The following types of information are requested:
The NSF requests that the survey form be returned by January 31 for data on the previous fall enrollments. The data are reported in a series of reports, many of which are available online through the Internet, on the different aspects of education by institution and field within the institution. However, data tapes will provide more detailed information on separate departments.

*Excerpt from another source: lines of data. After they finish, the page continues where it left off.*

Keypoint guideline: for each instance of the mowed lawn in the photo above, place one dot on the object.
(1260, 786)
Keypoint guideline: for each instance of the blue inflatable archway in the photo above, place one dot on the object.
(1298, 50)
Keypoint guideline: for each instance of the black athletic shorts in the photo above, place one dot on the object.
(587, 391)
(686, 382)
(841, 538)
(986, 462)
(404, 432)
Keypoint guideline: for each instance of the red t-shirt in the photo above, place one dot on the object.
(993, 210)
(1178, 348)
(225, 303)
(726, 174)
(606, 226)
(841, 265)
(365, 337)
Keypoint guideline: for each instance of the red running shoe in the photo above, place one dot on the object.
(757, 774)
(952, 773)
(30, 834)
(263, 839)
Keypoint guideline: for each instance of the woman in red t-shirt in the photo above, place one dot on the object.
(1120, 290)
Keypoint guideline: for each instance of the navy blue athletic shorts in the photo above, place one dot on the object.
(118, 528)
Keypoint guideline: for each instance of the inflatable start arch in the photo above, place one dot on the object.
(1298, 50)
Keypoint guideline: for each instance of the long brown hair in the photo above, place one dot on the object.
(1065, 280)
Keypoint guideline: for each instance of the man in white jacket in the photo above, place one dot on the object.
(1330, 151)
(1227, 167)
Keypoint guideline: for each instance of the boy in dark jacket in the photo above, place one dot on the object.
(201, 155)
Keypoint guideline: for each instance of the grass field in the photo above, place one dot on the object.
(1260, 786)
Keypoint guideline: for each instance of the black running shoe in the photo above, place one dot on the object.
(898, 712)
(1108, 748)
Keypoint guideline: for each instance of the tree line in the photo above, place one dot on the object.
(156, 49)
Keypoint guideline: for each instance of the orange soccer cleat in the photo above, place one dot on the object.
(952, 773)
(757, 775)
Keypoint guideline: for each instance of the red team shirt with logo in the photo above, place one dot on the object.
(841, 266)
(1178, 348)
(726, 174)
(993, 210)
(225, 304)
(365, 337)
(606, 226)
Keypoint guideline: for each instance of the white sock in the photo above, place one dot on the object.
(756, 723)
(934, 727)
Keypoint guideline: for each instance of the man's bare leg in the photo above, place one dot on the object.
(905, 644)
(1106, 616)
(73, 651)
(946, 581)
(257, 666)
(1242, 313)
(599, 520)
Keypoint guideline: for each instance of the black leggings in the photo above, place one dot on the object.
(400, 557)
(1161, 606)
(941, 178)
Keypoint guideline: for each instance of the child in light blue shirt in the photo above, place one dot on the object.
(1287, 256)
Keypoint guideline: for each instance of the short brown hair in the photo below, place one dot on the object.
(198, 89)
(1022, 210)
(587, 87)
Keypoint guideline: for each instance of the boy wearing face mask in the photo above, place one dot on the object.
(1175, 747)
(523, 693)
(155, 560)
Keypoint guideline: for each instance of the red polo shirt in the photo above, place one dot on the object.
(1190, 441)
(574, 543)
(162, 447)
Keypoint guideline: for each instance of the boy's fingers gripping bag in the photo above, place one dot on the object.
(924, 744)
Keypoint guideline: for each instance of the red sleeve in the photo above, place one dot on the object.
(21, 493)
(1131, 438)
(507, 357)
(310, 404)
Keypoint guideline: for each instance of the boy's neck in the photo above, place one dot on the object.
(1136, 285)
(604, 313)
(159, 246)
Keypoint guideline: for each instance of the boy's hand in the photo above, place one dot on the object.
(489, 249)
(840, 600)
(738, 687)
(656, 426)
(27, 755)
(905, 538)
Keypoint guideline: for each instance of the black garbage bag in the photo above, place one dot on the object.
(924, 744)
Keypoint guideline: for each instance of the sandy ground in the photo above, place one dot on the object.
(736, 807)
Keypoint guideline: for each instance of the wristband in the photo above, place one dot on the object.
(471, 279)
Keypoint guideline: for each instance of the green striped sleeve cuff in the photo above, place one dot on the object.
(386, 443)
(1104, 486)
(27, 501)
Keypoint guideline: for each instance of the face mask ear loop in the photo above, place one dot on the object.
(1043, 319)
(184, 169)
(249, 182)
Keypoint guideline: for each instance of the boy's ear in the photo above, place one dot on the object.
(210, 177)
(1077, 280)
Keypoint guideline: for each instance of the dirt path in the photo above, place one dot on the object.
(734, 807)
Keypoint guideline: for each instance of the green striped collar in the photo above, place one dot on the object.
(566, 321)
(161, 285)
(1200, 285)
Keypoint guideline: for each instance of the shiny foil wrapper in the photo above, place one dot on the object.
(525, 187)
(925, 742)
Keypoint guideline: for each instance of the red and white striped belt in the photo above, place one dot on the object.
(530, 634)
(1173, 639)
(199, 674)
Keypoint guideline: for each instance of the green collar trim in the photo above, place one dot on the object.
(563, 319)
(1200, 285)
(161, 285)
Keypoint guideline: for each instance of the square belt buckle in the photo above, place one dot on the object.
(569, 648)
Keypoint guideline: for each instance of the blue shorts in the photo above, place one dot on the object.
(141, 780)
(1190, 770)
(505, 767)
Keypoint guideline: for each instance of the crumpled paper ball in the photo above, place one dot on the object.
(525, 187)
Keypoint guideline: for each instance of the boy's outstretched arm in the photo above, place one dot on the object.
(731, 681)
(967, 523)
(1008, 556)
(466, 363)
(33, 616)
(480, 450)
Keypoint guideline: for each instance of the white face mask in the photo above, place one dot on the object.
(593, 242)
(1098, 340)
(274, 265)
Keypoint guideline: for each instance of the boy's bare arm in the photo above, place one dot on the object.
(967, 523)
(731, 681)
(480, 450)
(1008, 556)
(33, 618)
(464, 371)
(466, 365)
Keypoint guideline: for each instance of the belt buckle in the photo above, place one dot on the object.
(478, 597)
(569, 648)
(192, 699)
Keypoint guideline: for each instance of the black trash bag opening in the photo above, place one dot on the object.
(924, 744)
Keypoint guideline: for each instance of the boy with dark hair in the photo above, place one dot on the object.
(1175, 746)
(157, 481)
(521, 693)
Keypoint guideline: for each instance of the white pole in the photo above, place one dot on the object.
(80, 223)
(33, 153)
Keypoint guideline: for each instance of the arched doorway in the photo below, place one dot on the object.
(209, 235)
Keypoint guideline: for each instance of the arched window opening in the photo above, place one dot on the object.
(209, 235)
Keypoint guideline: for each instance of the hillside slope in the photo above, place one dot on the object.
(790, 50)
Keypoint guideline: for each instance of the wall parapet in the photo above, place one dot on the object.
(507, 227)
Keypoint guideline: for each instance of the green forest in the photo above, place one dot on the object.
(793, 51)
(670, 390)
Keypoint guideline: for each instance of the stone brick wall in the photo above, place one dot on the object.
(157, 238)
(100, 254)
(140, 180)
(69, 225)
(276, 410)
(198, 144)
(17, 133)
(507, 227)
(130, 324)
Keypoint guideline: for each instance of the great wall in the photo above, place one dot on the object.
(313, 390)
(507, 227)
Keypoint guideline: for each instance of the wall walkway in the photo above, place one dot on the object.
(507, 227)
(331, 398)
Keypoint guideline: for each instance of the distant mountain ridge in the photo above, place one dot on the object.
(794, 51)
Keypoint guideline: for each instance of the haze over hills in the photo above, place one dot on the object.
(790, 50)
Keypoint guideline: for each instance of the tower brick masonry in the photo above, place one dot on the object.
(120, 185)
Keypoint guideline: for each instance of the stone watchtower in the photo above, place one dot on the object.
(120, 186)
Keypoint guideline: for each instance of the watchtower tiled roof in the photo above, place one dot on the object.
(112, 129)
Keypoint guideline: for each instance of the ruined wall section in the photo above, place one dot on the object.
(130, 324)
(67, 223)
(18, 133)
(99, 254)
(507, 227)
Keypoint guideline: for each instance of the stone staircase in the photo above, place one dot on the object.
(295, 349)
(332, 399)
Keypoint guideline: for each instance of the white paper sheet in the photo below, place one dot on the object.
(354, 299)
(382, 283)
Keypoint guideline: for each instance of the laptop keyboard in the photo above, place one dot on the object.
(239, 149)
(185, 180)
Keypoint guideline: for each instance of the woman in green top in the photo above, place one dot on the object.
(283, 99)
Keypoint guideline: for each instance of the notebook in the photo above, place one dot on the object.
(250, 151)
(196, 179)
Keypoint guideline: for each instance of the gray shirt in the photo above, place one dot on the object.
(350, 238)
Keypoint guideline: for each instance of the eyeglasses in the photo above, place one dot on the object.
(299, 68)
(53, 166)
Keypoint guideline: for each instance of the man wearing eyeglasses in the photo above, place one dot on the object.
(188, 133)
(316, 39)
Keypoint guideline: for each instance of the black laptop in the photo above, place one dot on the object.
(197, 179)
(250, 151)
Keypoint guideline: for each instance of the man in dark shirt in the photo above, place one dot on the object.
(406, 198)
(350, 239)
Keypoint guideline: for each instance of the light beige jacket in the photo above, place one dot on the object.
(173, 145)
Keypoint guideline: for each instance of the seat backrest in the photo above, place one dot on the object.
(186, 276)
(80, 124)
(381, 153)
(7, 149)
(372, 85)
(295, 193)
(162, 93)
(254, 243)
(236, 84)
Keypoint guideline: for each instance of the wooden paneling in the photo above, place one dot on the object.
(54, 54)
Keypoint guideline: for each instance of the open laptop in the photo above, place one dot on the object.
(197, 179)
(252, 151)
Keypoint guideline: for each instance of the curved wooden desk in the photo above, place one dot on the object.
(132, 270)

Data in table E.3, and figures 2.3 and 2.6 are taken from this NSF survey and are not directly comparable with other data, from the SED and SDR, used throughout the report. The NSF survey counts only persons at academic institutional whereas the SDR counts PhDs in all work environments. Furthermore, NSF definitions of fields differ somewhat from those used in this report (Appendix D). Those differences are not important when addressing questions about graduate students, because students are at academic institutions where NSF performs its survey. However, large differences in the count of postdoctoral fellows can exist between the NSF survey and the SDR. We have used the NSF count of postdoctoral fellows at academic institutions as a starting point because NSF counts both US citizens and foreign nationals, whereas the SDR excludes foreign nationals who have not received their PhD in this country. We have then estimated the number of postdoctoral fellows who might be in government, industry, and other nonacademic laboratories to obtain an estimate of the overall number of postdoctoral fellows in the United States.
The quality of the survey data depends on the knowledge of the persons at the department level who complete the survey.
The Association of American Medical Colleges (AAMC) maintains several data bases that contain information on US medical personnel. One particularly relevant personnel system is AAMC's Medical Faculty Roster.
The Medical Faculty Roster is a comprehensive data directory of medical-school faculty, including education and employment history, nature of current activities, degrees, rank, and ethnicity. The data for this system are collected continuously from medical schools, as changes occur, through questionnaires that are completed by the faculty members. The accuracy of the data is considered to be very high, as was demonstrated by pilot samples for different studies conducted by AAMC. Data from this system can be linked to other data sources through Social Security numbers.